Use the display packet-drop command to display the total number of incoming/outgoing packets dropped and the packets dropped on each interface.
Use the display qos queue-statistics interface outbound command to display outgoing packet statistics collected for an interface on a per-queue basis.
ECN
Introduction
ECN is required for building a lossless Ethernet network. ECN defines a traffic control and end-to-end congestion notification mechanism based on the IP layer and transport layer. ECN uses the DS field in the IP header to mark the congestion status along the packet transmission path. An ECN-capable terminal can determine whether congestion occurs on the transmission path according to the packet contents. Then, the terminal adjusts the packet sending speed to avoid deteriorating congestion.
Mechanism
ECN defines the last two bits (ECN field) in the DS field of the IP header as follows:
- Bit 6 indicates whether the sending terminal device supports ECN, and is called the ECN-Capable Transport (ECT) bit.

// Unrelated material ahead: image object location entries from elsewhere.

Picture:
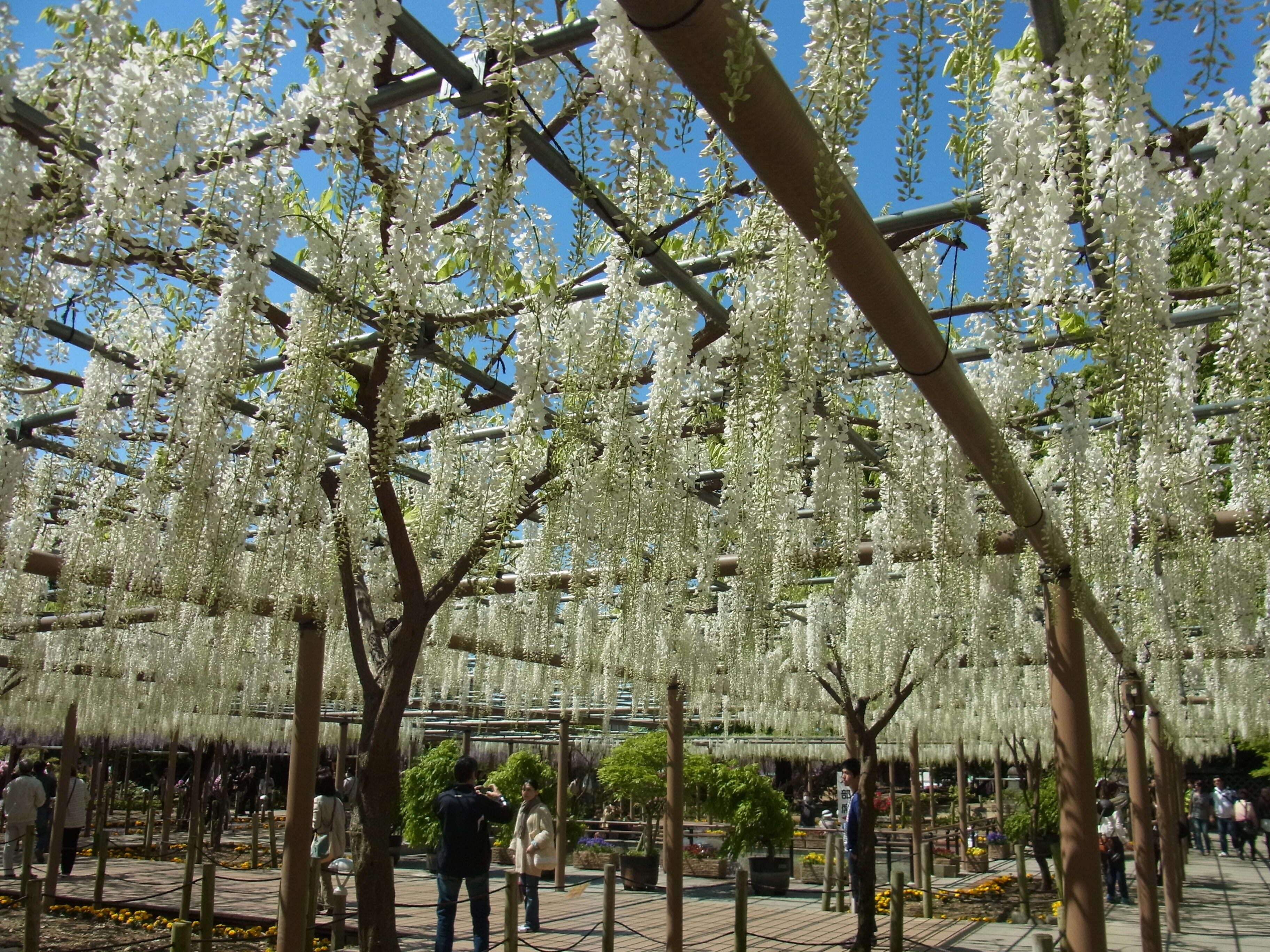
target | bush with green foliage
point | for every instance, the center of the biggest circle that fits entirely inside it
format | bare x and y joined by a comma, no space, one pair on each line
432,774
758,814
635,771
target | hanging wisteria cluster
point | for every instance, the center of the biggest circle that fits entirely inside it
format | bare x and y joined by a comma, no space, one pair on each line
205,272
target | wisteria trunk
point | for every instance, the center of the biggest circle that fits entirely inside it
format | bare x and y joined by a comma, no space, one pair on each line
378,791
867,864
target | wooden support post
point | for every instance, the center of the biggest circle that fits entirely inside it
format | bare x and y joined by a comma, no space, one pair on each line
1074,753
1140,809
915,787
892,768
1021,875
127,793
1170,847
68,770
827,887
674,832
207,908
181,931
563,803
103,852
897,912
301,777
338,917
187,884
927,889
610,909
341,756
31,893
962,817
997,793
170,793
511,911
256,841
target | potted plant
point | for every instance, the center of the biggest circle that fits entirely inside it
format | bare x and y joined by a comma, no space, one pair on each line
999,846
759,817
635,771
977,860
812,869
595,854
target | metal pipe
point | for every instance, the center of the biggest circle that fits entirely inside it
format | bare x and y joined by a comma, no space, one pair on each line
1074,754
1140,809
301,777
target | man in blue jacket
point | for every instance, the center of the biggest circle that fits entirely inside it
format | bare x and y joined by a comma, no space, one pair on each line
464,854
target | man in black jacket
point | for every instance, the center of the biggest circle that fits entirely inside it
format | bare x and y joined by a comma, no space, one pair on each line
463,855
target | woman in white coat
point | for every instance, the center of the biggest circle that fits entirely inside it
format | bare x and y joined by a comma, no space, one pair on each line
329,831
535,850
77,819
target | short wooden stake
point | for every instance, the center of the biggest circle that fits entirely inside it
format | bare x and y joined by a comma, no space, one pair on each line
897,911
511,912
827,888
338,911
148,851
256,841
31,895
207,908
181,930
1021,870
841,879
274,842
312,905
927,890
103,852
610,914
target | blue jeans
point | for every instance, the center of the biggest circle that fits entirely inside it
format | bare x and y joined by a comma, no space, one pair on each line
530,890
1199,828
1226,828
447,908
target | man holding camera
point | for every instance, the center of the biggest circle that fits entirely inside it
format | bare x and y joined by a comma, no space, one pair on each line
464,854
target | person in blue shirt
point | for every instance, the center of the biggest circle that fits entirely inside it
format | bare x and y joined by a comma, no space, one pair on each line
851,840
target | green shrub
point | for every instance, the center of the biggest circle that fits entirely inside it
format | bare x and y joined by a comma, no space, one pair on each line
432,774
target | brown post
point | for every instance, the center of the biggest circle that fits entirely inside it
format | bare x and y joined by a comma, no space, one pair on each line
999,795
892,768
170,789
301,777
1074,753
341,756
1140,808
563,803
915,785
1166,807
963,820
65,771
674,836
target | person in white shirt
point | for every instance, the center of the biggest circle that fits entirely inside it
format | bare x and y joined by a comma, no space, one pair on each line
22,799
1223,808
77,818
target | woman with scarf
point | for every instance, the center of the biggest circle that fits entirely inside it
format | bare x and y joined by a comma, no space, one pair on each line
535,850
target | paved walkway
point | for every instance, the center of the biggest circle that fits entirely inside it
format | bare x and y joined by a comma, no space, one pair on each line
1226,909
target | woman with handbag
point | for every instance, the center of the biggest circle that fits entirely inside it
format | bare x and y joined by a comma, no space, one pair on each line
535,850
328,832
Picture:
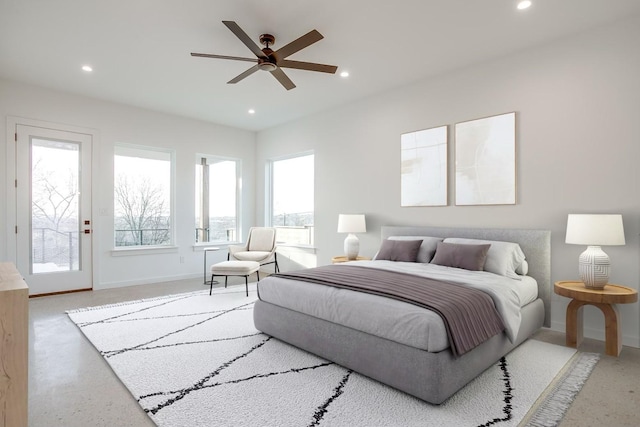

- Bit 7 indicates whether the packet has experienced congestion along the transmission path, and is called the Congestion Experienced (CE) bit.
|
NOTE: In actual applications, the following packets are considered as packets that an ECN-capable terminal sends:
|
Figure 9 DS field location
Figure 10 ECN field location
After you enable ECN on a device, congestion management processes packets as follows:
- When the average queue size is below the lower threshold, no packet is dropped, and the ECN fields of packets are not identified or marked.
- When the average queue size is between the lower threshold and the upper threshold, the device performs the following operations:
a. Picks out packets to be dropped according to the drop probability.
b. Examines the ECN fields of these packets and determines whether to drop these packets.
- If the ECN field shows that the packet is sent out of an ECN-capable terminal, the device sets both the ECT bit and the CE bit to 1 and forwards the packet.
- If both the ECT bit and the CE bit are 1 in the packet, the device forwards the packet without modifying the ECN field. The combination of ECT bit 1 and CE bit 1 indicates that the packet has experienced congestion along the transmission path.
- If both the ECT bit and the CE bit is 0 in the packet, the device drops the packet.
- When the average queue size exceeds the upper threshold, the device sets the ECN field to 11 for all packets in the queue and drops the packets exceeding the upper threshold.
Figure 11 ECN working mechanism
ECN works in the following flow:
1. The sender sets the ECN field to 10, and notifies the devices along the transmission and the receiver that the sender supports ECN.
2. When congestion occurs on an intermediate device, the congested device sets the ECN field to 11 for congested packets, and normally forwards the packets.
3. When the receiver receives packets with the ECN field set to 11, the transport layer sends congestion notification packets (CNPs) to the sender.
4. When receiving the CNPs, the sender slows down the sending rate of packets with the specified priority.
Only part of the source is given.